Talvez a pergunta (e a angústia despertada por ela) sejam
desnecessárias e até contraproducentes, pensa alguém com décadas de
ativismo junto aos movimentos sociais. Carlos Alberto Libânio Christo, o
“Frei Betto” considera que ambas respostas, se absolutas, podem
conduzir a um labirinto. A crença na mudança apenas “a partir das
estruturas”, desenhou o fracasso da União Soviética e das experiências
que seguiram seu projeto. Mas esquecer as grandes reformas, e focar
apenas no indivíduo, produz ilusões como a da igreja católica – de cujos
colégios, muito bem intencionados, “continuam saindo políticos
corruptos”…
Frei Betto tem uma alternativa a estas duas escolhas apartadas. Ele
quer ver as mudanças de atitude pessoal convertidas em esforços pela
transformação mais ampla do mundo. Uma como complemento da outra, nunca
enquanto oposição. Para demonstrar que é possível, recorre a alguns
exemplos.
Que tal uma reforma agrária? O Brasil é, junto com a Argentina, um
dos dois países das Américas que nunca rompeu com o latifúndio. Ao
permitir que milhões de produtores praticassem a diversidade, tendo
acesso à terra, esta transformação não estimularia práticas sustentáveis
e orgânicas, opostas às do grande agronegócio?
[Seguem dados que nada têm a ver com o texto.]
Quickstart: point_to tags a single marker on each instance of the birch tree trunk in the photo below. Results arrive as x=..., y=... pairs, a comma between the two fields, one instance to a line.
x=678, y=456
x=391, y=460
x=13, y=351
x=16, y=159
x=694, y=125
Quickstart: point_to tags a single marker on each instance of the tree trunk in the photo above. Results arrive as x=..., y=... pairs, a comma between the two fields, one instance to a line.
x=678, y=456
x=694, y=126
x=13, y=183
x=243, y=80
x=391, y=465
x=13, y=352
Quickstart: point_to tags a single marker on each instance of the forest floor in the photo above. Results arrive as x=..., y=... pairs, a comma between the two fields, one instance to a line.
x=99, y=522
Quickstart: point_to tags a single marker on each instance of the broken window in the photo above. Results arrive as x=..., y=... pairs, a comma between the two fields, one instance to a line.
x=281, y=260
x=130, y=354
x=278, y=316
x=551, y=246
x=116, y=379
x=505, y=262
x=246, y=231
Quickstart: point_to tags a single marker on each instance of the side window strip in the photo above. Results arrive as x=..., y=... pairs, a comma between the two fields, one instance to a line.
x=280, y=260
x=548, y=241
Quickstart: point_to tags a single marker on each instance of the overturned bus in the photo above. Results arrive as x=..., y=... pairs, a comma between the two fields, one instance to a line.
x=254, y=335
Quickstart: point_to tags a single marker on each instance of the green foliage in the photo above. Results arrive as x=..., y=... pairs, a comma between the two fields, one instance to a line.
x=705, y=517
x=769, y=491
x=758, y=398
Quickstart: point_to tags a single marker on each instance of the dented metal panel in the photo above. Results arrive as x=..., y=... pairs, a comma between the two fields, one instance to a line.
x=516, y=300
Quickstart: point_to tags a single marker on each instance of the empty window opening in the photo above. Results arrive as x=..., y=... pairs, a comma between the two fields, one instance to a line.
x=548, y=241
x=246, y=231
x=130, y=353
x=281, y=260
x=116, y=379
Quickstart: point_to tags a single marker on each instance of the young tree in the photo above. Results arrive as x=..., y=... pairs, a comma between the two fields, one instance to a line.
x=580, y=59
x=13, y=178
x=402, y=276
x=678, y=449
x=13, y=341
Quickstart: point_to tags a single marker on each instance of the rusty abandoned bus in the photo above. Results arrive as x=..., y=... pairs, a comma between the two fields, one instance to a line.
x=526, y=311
Se nos desencantamos tanto com a colonização das instituições pelo
poder econômico, por que não imaginar uma grande reforma política –
profunda o suficiente para proibir os grupos privados de financiar
campanhas eleitorais, e “comprar” parlamentares e governantes? Diante de
uma mídia que age como partido político, sonega informações aos
cidadãos e ataca, na prática, a liberdade de expressão, a saída não
seria uma redistribuição das concessões públicas de TV e rádio, e
programas de incentivo à produção de conteúdos na blogosfera?
Frei Betto lança, em suma, um desafio. E se a mesma criatividade
capaz de produzir atitudes pessoais transformadoras for mobilizada para
desenhar políticas públicas de sentido oposto às atuais? E se nossas
visões de mundo – que valorizam a igualdade, a colaboração, novas
relações entre ser humano e natureza – puderem ser traduzidas, também,
em grandes mudanças estruturais?
Ligado à Teologia da Libertação, escritor e assessor de movimentos
sociais, Frei Betto já tinha uma longa história de luta política quando
se tornou assessor especial do presidente Lula e coordenador de
mobilização social do programa Fome Zero, em 2003 e 2004. Preso pelos
militares entre 1969 e 1973, recebeu em 1982 o Prêmio Jabuti pelo livro
Batismo de Sangue, em que descreve a participação dos frades dominicanos
na resistência à ditadura. A entrevista publicada a seguir é o
resultado de um diálogo com a jornalista Júlia Magalhães, no âmbito da
pesquisa sobre a participação política no Brasil que o instituto Ideafix
realizou para o IDS (Instituto Democracia e Sustentabilidade).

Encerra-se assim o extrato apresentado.